On February 25, 2026, the Medical Device Division (MDD) of Hong Kong updated its webpage providing useful information regarding the Medical Device Listing Application process. The key update includes providing a list of documents essential to medical device listing application under the Medical Device Administrative Control System (MDACS) (the List).
Read the full update here: https://www.mdd.gov.hk/en/mdacs/listing-application/medical-device-listing-application/index.html
Scope of Application
This update applies to:
- Applicants submitting medical device listing applications through the Medical Device Information System (MDIS)
- Medical device manufacturers
- Local Responsible Persons (LRPs)
Key Highlights
- The webpage now includes a list of documents essential to medical device listing application under MDACS.

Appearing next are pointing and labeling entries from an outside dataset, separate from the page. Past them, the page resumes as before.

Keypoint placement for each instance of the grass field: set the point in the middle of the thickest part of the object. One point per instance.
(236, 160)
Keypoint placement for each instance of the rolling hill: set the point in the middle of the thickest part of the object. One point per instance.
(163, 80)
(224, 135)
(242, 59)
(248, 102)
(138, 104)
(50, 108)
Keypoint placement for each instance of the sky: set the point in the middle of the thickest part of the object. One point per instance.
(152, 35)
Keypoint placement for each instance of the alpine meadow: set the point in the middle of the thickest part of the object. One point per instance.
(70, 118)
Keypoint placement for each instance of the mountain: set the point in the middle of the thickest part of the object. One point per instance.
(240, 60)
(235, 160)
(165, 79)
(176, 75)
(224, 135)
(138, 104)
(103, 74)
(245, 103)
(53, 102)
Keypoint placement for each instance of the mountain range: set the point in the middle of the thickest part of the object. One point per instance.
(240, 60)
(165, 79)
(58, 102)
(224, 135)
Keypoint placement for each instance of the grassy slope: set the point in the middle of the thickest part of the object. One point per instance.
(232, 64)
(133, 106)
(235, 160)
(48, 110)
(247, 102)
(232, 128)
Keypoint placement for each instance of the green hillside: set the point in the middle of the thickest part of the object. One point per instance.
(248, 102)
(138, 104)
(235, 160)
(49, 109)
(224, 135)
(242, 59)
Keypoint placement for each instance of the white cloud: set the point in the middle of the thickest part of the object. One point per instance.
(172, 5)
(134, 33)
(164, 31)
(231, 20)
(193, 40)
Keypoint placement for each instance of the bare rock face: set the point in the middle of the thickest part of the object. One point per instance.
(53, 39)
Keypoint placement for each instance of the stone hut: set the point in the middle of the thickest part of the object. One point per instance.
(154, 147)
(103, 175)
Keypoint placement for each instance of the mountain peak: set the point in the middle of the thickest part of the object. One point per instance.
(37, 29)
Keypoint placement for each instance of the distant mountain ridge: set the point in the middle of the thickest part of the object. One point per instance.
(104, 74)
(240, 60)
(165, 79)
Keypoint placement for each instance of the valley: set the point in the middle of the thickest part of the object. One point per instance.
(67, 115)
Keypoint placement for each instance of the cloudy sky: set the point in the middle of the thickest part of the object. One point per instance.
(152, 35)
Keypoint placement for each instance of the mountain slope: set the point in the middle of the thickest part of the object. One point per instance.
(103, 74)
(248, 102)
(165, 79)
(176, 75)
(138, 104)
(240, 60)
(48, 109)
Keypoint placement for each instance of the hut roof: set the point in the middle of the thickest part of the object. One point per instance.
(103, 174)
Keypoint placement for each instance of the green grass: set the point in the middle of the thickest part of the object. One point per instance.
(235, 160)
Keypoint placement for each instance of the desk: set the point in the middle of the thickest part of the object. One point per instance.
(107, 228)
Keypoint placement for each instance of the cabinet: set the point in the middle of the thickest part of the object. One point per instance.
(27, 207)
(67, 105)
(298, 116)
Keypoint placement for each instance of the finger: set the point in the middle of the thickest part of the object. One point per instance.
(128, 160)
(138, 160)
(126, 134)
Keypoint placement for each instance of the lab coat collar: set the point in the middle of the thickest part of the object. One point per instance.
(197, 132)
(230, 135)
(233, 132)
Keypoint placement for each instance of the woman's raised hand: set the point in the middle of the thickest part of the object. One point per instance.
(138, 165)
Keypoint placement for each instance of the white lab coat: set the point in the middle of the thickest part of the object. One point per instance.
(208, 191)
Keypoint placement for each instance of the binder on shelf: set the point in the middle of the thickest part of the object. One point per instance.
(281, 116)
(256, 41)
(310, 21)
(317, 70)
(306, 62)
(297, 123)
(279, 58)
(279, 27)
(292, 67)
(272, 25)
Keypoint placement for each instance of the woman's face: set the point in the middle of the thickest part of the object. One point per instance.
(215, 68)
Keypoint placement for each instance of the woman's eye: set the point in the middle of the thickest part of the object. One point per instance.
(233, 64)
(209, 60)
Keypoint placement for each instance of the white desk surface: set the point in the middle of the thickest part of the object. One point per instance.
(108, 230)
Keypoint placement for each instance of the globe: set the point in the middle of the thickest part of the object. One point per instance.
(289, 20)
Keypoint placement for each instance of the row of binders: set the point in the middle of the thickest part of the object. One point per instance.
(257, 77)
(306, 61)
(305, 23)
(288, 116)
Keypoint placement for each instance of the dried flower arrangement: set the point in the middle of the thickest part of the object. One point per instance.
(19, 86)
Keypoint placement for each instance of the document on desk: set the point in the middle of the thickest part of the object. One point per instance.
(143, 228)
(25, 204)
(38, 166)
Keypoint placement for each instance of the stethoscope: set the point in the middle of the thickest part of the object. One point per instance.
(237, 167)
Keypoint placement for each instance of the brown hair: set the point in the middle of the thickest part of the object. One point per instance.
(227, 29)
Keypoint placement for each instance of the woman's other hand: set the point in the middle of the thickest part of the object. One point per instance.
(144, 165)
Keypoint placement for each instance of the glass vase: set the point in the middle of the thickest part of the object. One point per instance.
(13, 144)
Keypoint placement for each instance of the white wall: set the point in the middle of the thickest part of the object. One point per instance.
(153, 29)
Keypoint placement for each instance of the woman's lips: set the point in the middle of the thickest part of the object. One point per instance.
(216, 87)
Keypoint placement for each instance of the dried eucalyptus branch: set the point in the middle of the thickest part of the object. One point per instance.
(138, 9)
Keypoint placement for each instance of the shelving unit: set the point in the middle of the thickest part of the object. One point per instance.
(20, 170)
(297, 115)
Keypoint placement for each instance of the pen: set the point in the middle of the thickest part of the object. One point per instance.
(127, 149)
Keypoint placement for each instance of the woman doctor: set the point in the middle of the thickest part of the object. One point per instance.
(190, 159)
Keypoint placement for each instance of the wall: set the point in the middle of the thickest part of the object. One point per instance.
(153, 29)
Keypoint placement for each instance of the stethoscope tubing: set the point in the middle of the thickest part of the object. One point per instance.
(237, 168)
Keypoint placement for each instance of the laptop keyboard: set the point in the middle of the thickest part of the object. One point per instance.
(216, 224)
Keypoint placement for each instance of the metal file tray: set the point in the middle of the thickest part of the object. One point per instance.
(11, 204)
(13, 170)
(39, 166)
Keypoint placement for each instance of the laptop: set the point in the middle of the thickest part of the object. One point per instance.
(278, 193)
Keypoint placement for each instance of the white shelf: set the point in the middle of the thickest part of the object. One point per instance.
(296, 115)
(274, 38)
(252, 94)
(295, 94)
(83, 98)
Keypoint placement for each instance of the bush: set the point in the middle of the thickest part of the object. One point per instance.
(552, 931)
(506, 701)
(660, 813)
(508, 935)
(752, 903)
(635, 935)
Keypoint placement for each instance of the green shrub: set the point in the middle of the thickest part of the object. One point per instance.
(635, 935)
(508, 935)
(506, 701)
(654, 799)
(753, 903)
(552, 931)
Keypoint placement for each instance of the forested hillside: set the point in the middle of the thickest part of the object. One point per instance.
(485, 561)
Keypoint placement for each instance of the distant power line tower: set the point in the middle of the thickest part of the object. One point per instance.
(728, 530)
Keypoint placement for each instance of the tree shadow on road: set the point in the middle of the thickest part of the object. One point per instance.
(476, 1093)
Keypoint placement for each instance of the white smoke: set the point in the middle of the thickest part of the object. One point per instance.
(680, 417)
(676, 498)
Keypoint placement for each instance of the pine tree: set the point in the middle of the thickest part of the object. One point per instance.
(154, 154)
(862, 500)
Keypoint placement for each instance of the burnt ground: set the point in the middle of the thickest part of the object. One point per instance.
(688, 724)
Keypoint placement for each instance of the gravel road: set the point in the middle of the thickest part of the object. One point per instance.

- The Local Responsible Person (LRP) should include all required documents when submitting a medical device listing application through MDIS.
- The LRP must ensure that all documents are complete and properly prepared prior to submission.
- The MDD may request additional information during the review process, such as original documents, certified copies, or additional labelling samples.
- If the requested information is not provided (within 14 calendar days), the application may be closed.
- Refer to the official document: Documents Essential to Medical Device Listing Application under MDACS
Implications to Clients
Manufacturers should work and collaborate closely with their Local Responsible Person (LRP) to ensure that all required documents are complete and properly prepared before submitting the device listing application through MDIS.
Applicants should be prepared to provide additional information or documents if requested by the Medical Device Division during the review process.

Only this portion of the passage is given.